Convert a VariableRef in JuMP objective function or constraint

I have a model with decision variables like this

model = Model(Cbc.Optimizer)

@variable(model, x[1:num_groups, 1:size(data, 1)], Bin)

and I need to be able to use the values of x to return a submatrix from another matrix dm. I’ve tried like this

@objective(model, Min, sum(sum(dm[BitArray(x[i,:]), BitArray(x[i,:])]) for i in 1:3))

but I get:

julia> @objective(model, Min, sum(sum(dm[BitArray(x[i,:]), BitArray(x[i,:])]) for i in 1:3))
ERROR: MethodError: Cannot `convert` an object of type VariableRef to an object of type Bool

I thought I had tricked it into working with this monstrosity because it didn’t throw an error but the objective value always turns out to be 0.0 this way:

sum([sum(dm[[i for i in 1:size(data,1) if value.(x)[j,:][i] == 1.0], [i for i in 1:size(data,1) if value.(x)[j,:][i] == 1.0]]) for j in 1:num_groups])

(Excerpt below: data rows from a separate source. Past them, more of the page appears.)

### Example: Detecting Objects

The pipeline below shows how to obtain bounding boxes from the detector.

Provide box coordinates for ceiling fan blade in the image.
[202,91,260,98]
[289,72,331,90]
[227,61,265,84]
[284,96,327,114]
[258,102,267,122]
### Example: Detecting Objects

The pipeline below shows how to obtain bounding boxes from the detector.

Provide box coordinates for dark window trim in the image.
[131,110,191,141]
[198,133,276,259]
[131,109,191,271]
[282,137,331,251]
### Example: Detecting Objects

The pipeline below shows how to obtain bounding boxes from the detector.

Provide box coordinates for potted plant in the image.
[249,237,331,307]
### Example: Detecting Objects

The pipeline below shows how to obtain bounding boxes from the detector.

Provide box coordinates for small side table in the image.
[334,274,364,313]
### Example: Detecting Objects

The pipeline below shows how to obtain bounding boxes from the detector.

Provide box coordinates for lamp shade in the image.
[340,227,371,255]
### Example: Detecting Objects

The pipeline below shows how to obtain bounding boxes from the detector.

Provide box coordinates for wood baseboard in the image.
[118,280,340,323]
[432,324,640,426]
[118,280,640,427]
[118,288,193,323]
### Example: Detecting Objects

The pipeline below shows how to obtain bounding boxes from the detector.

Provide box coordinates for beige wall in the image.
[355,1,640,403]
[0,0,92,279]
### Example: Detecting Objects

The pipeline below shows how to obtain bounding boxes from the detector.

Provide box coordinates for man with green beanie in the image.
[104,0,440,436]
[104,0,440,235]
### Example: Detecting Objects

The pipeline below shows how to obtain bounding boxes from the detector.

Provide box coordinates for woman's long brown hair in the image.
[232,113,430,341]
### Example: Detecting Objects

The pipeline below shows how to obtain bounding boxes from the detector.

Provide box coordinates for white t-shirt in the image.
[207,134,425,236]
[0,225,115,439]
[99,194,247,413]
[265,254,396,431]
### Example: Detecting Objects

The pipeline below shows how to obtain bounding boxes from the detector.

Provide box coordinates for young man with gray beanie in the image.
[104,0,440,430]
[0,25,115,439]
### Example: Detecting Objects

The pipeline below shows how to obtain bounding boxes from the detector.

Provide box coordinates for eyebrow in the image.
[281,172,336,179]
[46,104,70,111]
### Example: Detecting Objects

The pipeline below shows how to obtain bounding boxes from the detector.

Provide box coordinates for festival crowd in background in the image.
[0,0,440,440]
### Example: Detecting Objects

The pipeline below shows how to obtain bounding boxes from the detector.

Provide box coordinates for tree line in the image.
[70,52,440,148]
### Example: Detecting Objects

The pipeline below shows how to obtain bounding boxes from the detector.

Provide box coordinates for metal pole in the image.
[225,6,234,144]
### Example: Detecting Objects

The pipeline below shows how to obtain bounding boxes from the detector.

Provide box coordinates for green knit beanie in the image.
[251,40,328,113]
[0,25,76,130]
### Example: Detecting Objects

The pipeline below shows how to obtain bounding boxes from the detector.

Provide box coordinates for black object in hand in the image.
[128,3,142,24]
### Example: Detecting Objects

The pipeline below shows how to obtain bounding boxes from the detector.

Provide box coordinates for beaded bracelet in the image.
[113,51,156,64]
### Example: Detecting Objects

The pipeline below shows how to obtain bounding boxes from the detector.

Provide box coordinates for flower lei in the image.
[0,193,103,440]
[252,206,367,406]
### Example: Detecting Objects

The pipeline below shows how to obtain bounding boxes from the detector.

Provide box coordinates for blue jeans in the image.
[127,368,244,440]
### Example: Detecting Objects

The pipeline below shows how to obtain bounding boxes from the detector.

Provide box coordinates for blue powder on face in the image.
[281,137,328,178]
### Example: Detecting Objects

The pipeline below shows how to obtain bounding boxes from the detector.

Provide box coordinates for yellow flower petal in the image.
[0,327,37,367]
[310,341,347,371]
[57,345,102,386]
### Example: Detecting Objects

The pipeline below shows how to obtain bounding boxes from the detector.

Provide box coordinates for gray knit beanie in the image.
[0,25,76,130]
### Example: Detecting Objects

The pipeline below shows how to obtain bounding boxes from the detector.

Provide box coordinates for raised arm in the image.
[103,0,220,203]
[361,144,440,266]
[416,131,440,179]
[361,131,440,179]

Is there a way to convert the values of x so that I can use them in the same way one would use a BitArray?

JuMP Variables cannot be used as Bool’s.
You cannot use them to access arrays.
Once you optimize! the problem you might get their optimal value by using the value method.
If you call value prior to optimization its either an error or a meaningless number.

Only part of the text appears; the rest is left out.